Emmanuel Macron a appelé en Côte-d'Or à ne "pas relâcher l'effort" dans la lutte contre les violences faites aux femmes, estimant qu'il fallait améliorer formation et prévention malgré d'importants "progrès collectifs".

"Il ne répond à aucun des enjeux"

Cette déclaration n'est pas du goût de Laurence Rossignol. "Le président de la République part à Dijon. On attendait des annonces parce qu'il y a des besoins. Donc on attendait que cette journée, le président de la République réponde aux besoins et on a une phrase très décevante", martele-t-elle. "On se demande si le président la République cherchait un prétexte pour aller voir son ami maire de Dijon [François Rebsamen] et qu'en fin de compte, le 25 novembre est tombé à ce moment, ironise la sénatrice de l'Oise.
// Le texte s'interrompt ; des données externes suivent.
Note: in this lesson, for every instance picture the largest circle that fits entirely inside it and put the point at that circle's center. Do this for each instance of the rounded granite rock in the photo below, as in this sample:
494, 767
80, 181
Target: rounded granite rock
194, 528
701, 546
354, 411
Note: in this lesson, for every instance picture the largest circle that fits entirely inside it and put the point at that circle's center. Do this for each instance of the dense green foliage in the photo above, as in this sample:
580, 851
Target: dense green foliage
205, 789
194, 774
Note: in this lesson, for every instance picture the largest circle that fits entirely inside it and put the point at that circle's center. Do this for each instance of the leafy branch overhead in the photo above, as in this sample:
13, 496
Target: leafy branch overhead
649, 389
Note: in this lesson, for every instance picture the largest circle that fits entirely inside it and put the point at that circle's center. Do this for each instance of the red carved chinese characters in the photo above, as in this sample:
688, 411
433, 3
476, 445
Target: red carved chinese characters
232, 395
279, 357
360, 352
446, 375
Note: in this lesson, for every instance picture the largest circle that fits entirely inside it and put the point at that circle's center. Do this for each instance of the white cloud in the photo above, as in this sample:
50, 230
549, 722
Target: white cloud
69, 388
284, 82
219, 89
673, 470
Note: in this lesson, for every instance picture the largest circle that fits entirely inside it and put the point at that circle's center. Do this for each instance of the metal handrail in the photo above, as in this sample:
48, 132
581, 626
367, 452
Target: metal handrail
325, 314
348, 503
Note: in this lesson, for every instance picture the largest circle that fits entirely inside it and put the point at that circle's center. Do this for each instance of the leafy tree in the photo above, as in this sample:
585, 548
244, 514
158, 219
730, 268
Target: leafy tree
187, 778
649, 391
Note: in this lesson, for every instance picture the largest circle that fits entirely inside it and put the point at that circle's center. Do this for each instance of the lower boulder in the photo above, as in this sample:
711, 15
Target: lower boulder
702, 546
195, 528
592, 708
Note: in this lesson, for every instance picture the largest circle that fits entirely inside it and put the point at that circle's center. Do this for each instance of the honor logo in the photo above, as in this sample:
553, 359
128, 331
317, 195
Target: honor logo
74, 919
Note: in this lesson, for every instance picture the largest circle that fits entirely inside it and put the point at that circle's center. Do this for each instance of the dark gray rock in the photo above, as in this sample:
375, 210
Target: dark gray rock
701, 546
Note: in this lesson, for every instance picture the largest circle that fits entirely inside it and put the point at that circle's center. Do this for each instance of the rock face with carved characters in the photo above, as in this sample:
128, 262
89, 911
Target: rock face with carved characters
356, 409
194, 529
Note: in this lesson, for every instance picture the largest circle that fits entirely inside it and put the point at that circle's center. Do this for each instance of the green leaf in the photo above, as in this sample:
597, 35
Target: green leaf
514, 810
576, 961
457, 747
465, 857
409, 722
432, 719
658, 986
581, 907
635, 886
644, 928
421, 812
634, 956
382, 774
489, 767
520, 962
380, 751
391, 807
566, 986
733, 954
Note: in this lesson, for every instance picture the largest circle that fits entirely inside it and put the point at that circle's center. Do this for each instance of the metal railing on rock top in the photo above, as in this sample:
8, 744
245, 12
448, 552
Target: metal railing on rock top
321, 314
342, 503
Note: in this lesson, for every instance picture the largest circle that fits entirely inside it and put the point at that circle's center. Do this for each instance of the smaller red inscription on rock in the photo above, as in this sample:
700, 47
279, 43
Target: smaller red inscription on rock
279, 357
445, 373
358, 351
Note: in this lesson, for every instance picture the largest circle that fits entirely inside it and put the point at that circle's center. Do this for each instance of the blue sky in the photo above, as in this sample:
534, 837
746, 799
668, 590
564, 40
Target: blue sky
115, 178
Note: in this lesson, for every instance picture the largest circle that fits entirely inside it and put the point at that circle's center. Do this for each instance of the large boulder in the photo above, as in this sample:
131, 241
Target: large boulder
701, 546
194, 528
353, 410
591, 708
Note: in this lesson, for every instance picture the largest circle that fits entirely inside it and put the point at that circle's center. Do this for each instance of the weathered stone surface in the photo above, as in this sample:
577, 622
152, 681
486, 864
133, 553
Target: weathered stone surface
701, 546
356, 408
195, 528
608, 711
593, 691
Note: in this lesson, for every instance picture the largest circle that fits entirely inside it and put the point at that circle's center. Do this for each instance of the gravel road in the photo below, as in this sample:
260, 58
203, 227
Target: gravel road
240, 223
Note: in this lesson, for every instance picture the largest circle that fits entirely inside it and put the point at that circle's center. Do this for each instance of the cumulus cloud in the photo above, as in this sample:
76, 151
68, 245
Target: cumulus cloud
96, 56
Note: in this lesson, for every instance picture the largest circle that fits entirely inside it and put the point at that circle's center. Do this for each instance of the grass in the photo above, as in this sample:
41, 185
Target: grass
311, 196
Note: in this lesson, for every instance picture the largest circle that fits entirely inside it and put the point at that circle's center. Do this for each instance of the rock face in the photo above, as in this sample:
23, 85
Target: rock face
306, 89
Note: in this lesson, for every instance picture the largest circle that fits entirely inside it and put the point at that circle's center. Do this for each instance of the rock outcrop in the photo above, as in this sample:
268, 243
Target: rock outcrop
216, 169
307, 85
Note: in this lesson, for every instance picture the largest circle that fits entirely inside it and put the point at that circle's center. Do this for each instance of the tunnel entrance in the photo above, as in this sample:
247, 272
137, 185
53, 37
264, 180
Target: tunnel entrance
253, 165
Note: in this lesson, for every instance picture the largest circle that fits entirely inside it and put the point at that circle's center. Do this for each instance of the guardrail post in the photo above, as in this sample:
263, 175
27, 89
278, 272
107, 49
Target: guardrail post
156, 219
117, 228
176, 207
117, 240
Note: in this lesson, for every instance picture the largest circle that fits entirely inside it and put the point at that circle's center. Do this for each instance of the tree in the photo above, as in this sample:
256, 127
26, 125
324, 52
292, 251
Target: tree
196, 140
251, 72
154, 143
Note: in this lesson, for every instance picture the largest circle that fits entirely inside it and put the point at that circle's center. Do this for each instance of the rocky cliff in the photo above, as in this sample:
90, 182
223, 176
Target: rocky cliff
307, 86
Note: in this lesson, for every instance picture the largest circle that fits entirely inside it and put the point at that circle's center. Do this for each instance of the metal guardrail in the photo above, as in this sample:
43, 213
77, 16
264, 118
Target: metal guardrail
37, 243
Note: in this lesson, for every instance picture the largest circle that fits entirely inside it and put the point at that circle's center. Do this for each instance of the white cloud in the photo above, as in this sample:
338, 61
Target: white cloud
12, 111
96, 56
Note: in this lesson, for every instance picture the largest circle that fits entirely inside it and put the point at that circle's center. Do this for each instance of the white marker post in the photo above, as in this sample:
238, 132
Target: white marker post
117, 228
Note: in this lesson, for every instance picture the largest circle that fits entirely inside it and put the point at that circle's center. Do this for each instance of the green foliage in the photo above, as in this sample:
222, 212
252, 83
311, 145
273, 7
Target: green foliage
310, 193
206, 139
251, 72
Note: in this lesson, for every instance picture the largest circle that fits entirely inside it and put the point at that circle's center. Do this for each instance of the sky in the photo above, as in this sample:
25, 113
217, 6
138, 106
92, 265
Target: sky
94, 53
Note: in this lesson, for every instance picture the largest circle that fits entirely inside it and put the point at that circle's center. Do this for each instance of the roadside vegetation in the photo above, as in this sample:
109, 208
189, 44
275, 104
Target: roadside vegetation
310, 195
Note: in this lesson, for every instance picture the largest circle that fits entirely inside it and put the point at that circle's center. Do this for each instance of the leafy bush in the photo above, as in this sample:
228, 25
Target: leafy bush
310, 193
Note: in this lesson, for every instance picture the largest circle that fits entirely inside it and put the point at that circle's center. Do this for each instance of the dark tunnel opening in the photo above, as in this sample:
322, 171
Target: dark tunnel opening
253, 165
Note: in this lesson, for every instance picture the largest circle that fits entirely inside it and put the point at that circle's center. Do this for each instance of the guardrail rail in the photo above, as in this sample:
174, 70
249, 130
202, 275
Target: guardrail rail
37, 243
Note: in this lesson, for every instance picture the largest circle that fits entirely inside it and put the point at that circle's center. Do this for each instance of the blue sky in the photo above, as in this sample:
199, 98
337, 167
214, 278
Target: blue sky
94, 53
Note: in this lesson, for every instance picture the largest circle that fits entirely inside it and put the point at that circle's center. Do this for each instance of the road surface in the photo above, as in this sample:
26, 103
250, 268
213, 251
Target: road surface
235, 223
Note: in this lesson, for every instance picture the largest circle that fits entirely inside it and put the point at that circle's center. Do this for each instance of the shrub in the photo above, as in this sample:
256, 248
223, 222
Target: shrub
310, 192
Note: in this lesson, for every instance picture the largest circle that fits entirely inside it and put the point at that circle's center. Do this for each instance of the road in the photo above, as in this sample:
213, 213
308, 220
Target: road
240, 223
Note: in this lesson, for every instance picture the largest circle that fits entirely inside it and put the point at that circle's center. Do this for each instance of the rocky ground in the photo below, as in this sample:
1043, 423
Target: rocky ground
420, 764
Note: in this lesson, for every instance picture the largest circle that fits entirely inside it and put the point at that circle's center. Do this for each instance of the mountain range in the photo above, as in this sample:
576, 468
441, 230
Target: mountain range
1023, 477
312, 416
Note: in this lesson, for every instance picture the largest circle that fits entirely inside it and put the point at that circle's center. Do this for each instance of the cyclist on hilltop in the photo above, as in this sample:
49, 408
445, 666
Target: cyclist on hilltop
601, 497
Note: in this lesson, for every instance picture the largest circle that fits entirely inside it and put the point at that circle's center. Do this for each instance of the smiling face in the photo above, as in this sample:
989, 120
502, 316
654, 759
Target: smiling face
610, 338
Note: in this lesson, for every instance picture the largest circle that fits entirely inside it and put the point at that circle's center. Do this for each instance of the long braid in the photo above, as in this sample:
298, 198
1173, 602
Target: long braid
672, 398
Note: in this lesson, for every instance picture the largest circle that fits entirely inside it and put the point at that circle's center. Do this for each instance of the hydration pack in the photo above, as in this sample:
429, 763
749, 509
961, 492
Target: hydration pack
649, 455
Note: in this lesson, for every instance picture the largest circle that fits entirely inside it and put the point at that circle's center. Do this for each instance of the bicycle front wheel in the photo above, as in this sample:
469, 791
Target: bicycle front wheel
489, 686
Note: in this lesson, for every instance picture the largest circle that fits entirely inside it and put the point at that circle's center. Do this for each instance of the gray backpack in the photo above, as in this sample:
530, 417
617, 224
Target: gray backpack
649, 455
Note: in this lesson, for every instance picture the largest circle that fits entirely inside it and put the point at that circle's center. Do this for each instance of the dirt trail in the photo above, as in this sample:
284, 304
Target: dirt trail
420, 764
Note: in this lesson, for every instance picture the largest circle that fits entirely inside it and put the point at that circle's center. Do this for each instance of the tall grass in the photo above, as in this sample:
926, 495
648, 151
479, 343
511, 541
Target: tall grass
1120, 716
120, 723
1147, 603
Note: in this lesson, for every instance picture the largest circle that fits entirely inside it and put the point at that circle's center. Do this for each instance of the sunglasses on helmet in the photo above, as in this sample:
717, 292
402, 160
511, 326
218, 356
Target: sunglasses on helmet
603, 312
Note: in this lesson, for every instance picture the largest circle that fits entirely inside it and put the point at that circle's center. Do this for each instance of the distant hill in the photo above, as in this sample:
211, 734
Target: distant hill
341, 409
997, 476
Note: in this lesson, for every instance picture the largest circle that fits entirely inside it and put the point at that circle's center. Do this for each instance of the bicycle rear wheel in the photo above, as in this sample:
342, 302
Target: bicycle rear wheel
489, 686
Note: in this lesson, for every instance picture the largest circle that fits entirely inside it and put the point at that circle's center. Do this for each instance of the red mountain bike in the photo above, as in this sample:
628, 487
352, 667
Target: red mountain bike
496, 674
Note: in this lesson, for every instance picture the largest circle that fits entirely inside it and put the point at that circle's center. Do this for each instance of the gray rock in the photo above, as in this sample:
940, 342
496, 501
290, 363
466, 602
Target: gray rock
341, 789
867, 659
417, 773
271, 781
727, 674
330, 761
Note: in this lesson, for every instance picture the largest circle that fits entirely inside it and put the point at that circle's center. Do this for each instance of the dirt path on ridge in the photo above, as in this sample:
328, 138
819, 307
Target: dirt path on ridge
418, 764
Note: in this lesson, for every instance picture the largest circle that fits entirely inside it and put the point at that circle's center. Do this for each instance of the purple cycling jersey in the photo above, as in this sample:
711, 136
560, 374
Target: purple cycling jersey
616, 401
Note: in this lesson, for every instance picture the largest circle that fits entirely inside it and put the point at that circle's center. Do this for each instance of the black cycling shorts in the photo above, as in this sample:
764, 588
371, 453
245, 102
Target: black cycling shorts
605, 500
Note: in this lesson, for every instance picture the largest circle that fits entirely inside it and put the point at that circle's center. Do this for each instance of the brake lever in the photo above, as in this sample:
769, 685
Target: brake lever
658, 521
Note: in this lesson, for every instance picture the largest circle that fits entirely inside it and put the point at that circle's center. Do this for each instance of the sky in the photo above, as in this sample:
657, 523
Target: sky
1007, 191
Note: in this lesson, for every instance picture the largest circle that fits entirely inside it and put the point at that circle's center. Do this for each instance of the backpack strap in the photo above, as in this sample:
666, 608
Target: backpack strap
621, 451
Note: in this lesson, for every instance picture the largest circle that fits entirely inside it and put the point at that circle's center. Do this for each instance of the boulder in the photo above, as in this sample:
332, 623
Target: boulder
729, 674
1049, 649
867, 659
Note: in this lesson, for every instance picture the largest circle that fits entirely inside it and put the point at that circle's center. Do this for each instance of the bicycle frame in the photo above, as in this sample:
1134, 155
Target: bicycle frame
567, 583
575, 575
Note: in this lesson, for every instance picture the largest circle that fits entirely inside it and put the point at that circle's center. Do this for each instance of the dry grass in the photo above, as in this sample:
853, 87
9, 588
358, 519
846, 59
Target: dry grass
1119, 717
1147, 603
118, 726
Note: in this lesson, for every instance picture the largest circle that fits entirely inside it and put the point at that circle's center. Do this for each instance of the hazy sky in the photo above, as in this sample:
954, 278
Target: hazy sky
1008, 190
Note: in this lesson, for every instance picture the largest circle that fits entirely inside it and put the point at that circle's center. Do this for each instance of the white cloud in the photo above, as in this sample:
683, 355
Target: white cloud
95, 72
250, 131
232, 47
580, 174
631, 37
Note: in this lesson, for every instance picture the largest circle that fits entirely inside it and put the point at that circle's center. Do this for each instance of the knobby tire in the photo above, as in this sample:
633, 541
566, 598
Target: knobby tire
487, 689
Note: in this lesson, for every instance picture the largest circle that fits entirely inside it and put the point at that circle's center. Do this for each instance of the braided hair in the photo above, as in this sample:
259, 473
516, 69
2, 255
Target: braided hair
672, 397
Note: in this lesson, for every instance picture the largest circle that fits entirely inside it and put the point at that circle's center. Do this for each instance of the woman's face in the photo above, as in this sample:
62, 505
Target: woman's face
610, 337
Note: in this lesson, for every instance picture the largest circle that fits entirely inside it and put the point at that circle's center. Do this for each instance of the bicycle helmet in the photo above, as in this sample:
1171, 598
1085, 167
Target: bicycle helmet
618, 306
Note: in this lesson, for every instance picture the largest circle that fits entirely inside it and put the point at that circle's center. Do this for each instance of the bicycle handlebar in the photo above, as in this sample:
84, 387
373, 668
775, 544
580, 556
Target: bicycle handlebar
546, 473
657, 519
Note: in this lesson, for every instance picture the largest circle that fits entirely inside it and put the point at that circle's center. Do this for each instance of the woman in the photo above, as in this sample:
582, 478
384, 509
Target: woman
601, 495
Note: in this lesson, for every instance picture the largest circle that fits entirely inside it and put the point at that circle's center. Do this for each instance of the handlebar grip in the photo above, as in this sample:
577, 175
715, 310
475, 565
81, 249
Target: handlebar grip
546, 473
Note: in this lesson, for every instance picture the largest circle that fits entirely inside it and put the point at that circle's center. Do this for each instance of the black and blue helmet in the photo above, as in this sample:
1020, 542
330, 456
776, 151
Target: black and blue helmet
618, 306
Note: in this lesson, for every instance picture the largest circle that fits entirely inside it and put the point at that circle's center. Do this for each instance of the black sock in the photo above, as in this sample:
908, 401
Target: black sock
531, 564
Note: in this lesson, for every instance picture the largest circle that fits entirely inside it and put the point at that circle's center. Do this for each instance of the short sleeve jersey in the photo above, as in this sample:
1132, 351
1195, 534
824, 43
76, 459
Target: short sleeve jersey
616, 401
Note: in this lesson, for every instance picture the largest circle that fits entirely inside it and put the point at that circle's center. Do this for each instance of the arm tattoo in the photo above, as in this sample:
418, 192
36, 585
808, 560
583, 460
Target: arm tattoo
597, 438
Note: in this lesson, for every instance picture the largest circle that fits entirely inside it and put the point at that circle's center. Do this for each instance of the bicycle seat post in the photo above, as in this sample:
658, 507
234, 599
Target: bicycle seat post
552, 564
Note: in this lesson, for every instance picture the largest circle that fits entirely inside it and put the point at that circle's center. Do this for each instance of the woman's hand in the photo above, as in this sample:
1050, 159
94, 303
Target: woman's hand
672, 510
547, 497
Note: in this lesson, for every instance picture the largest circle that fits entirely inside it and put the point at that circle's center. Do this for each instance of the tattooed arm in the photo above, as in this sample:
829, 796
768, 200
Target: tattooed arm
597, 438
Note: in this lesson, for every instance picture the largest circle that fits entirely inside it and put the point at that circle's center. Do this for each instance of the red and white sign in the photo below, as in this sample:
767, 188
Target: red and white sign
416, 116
Et en fait, il ne répond à aucun des enjeux et des demandes qui sont faites."

Laurence Rossignol reconnaît qu'il y a eu effectivement des progrès dans la formation des policiers et gendarmes, car "on identifie dans les services de police et de gendarmerie maintenant des fonctionnaires très engagés, compétents, formés, qui forment leurs collègues".

"Pour le moment, la justice n'est pas à la hauteur"

Cependant "côté justice", c'est une grande déception. "C'est là où le président de la République m'a déçue, c'est qu'on attendait une annonce sur la justice, en particulier sur une demande qui est faite, qui est portée par l'ensemble des associations et des professionnels, qui est celle d'une juridiction spécialisée consacrée aux violences faites aux femmes", explique Laurence Rossignol qui regrette que le président de la République ne veuille pas d'une telle réforme, alors qu'il y a urgence selon elle.

Il faut mettre en place cette "juridiction spécialisée. L'exemple espagnol est positif, il faut y aller. Pour le moment, la justice n'est pas à la hauteur de ce que j'ai pu constater comme engagement chez beaucoup de forces de police et de gendarmerie", conclut Laurence Rossignol.